Cryptic Clues and High-Tech Hurdles

The “OpenQQuantify enigma,” as the community dubbed it, unfolded through a sequence of puzzles that blended classical cryptography with bleeding-edge technology. Solvers were astonished at the range of knowledge required – as if the puzzle’s creators intended to identify well-rounded technologists. Some of the most striking challenges included:

1. Classical Ciphers in Modern Disguise: An early clue was hidden in a line of seemingly random text on OpenQQuantify’s website. It turned out to be a Vigenère cipher whose key was hinted by a reference to a famous Alan Turing quote. Once deciphered, it yielded a URL path that led to an image file with further secrets.
   
   

2. Steganography and Data Hiding: The image from the URL, when run through forensic tools, contained a concealed message in its binary data – a technique Cicada 3301 also used heavily.

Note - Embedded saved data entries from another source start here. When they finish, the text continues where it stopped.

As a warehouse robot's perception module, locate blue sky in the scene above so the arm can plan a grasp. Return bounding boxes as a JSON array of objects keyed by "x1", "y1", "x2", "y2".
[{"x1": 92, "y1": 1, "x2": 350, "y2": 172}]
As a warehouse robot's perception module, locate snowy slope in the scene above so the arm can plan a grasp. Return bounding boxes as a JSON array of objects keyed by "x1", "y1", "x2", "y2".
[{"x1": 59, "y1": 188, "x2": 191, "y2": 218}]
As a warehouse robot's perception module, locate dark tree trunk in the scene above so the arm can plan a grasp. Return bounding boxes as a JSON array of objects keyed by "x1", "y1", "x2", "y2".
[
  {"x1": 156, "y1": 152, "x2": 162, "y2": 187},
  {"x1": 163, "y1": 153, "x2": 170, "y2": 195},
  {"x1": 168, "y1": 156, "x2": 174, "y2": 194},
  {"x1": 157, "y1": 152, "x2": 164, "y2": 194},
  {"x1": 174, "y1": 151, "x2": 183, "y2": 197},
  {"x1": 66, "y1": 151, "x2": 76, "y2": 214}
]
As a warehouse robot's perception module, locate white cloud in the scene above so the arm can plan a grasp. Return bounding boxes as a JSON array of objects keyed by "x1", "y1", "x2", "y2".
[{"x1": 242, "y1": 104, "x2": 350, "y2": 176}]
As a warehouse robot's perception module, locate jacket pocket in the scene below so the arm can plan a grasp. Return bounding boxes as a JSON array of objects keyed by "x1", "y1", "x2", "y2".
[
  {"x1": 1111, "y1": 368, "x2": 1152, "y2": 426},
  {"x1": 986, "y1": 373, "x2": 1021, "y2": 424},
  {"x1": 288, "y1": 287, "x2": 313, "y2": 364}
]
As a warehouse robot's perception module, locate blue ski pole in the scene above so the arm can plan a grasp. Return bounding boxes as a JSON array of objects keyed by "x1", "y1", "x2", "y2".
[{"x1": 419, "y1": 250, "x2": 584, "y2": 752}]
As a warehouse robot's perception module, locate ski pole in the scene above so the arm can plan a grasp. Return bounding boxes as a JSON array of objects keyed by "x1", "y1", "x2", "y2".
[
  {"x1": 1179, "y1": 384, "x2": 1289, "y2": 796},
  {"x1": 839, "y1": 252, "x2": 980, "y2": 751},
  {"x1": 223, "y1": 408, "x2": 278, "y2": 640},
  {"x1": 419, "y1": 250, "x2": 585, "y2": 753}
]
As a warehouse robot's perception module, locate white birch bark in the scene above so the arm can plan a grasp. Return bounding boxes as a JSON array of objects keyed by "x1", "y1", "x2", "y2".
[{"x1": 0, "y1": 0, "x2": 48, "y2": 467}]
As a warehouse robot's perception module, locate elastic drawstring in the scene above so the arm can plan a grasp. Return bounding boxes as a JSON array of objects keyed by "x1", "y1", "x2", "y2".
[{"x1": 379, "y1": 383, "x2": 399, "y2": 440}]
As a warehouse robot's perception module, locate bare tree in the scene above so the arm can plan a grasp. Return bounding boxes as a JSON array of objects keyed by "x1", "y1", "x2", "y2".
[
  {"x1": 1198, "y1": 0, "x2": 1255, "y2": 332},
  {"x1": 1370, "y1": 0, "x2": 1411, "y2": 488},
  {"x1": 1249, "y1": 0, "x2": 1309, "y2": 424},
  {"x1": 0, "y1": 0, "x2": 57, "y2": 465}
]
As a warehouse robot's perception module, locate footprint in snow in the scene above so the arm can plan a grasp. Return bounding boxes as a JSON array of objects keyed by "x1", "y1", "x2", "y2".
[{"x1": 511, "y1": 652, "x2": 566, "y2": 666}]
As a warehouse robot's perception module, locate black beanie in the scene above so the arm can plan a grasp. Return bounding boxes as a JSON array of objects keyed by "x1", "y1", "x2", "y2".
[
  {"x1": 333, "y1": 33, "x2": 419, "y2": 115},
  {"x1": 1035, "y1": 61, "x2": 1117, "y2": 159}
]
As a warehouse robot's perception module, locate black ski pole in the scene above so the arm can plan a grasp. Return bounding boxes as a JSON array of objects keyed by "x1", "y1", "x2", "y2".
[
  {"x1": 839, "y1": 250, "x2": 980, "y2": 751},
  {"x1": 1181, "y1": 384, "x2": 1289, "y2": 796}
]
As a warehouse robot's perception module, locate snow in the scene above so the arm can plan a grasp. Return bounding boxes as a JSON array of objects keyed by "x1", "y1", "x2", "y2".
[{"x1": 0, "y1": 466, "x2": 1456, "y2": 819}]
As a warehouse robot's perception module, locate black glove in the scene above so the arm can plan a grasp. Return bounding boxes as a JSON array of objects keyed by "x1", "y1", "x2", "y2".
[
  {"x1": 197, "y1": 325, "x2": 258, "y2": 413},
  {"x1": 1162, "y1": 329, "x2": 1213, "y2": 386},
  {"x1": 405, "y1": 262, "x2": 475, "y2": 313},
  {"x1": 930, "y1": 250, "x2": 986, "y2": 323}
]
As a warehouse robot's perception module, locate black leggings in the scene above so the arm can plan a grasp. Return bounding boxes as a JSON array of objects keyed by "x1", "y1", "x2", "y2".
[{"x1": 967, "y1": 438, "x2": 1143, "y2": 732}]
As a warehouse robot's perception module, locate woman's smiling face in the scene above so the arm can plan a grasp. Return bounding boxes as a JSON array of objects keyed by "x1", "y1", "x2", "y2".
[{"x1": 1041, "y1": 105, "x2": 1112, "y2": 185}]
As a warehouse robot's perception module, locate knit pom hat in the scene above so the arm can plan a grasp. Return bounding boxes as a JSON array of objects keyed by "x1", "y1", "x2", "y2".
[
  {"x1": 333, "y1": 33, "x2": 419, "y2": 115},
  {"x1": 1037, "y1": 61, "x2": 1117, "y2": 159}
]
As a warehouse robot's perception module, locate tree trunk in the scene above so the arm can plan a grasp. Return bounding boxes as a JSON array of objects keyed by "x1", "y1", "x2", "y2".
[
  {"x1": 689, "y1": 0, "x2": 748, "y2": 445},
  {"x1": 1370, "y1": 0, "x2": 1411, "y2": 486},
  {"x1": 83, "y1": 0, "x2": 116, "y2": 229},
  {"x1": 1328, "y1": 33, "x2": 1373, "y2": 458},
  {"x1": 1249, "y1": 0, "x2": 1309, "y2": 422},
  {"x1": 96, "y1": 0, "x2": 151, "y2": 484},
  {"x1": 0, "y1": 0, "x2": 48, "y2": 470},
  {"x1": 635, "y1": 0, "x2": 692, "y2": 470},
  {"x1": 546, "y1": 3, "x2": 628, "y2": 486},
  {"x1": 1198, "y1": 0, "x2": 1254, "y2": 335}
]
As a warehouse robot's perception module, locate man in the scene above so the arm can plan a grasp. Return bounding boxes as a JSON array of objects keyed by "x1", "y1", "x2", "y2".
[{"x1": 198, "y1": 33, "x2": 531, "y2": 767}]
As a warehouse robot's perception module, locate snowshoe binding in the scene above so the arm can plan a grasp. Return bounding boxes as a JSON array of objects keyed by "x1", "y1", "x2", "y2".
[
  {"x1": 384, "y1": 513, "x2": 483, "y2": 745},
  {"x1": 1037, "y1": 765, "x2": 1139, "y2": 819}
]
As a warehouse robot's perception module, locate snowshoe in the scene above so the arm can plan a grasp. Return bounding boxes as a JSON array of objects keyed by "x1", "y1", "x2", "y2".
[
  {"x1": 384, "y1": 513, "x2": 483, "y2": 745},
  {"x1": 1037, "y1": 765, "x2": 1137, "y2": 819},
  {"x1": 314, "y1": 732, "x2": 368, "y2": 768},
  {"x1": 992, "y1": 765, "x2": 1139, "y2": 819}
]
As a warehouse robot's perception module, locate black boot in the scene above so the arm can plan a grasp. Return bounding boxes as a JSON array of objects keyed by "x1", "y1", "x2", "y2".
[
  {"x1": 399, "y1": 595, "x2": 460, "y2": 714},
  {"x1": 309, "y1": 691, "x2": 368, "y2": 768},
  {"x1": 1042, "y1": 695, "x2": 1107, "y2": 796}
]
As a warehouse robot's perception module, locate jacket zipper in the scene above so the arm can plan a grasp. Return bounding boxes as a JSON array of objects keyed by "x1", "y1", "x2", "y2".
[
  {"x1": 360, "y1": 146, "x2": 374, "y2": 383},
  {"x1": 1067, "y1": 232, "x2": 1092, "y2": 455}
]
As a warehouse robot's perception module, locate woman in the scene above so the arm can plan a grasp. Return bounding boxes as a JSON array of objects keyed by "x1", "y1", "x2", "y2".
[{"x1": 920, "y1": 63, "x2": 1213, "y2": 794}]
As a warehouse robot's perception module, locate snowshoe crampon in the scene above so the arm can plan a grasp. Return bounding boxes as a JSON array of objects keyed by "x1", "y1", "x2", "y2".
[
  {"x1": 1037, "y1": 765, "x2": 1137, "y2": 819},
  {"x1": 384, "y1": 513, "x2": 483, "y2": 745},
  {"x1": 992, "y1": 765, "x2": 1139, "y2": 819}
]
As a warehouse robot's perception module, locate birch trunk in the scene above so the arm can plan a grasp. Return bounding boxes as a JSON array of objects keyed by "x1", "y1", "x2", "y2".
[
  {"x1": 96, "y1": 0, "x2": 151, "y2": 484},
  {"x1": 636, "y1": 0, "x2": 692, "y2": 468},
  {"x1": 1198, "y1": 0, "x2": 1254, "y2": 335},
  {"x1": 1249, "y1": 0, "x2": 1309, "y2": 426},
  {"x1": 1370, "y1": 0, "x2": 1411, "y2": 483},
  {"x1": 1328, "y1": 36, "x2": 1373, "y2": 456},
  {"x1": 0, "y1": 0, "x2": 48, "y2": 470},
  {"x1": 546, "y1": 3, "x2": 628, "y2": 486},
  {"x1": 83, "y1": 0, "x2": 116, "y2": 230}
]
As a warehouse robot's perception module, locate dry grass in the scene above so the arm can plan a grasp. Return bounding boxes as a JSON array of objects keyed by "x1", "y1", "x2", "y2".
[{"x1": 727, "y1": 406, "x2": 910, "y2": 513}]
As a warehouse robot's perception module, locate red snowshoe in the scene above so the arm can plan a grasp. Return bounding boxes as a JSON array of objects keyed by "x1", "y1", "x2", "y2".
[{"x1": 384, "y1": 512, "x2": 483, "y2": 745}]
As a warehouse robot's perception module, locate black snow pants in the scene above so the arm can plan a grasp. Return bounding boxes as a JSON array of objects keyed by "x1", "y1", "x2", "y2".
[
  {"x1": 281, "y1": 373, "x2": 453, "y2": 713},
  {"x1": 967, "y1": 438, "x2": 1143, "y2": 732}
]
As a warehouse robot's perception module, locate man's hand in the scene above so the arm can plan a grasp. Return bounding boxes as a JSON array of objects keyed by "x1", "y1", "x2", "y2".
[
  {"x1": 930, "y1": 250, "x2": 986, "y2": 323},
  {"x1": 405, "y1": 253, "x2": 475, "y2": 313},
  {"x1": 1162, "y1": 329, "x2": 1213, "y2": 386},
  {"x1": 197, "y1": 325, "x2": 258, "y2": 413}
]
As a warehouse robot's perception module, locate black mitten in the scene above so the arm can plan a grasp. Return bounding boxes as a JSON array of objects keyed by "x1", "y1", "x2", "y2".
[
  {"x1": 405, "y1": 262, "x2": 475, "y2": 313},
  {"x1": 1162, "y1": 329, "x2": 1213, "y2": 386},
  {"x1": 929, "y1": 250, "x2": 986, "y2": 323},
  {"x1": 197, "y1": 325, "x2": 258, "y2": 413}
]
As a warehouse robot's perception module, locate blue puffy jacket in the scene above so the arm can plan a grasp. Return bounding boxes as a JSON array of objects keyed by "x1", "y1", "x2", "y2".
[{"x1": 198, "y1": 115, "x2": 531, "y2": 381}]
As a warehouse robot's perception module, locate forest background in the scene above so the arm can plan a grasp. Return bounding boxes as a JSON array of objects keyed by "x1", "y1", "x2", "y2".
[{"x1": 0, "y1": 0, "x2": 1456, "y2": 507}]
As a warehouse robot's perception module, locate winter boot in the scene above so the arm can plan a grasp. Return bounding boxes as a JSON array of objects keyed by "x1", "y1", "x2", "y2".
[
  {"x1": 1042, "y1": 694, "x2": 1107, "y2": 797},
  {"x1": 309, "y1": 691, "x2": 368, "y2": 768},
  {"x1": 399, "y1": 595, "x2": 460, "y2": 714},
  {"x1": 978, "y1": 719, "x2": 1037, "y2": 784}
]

Extracting the data revealed an audio file. In the audio’s spectrogram, listeners observed faint Morse code spells out “Q＝?” hinting that the key question (“What is Q?” or “Who is Q?”) was yet to be answered.
   
   

3. Scientific Easter Eggs: Another stage presented participants with what looked like random noise – until one solver applied a Fast Fourier Transform. A clear signal emerged: an encoded sequence of radio frequencies. Interpreting this required knowledge of Boolean algebra and error-correcting codes (concepts central to OpenQQuantify’s research on signal processing). Decoding the signal produced a fragment of text referencing “quantum gates” and “Boolean logic,” an unmistakable nod to the niche fields of quantum computing and classical logic circuits that Paul Savluc’s team excels in.
   
   

4. Custom “Glyph” Alphabet: The most visually striking clues were images of a strange alphabet – glyphs that looked part ancient rune, part futuristic icon. Solvers realized these symbols corresponded to letters through a custom cipher key. With effort, they translated several glyph messages, including a Latin phrase about “shaping destiny through knowledge.” This brought to mind Cicada’s own Liber Primus, the rune-inscribed book that remains only partially solved, but here the translated text felt decidedly optimistic and forward-looking.
   
   

5. AI and Code-Breaking: In a modern twist, one puzzle provided a small neural network model along with a coded message, as if inviting participants to use AI for cryptanalysis. Indeed, by inputting the cipher text into a machine learning script embedded on OpenQQuantify’s GitHub, solvers unlocked a final challenge – a chatbot that would respond only if addressed with a certain passphrase derived from all previous clues. When they finally hit on the correct passphrase, the bot replied with a cryptic directive: “Find the leader where technology meets humanity.”
   
   

A three-rotor Enigma cipher machine from World War II. With 150 quintillion possible settings, Enigma’s code was nearly unbreakable – yet brilliant minds at Bletchley Park cracked it. The OpenQQuantify puzzle exhibits a similar faith in human ingenuity, employing layers of encryption to challenge would-be solvers.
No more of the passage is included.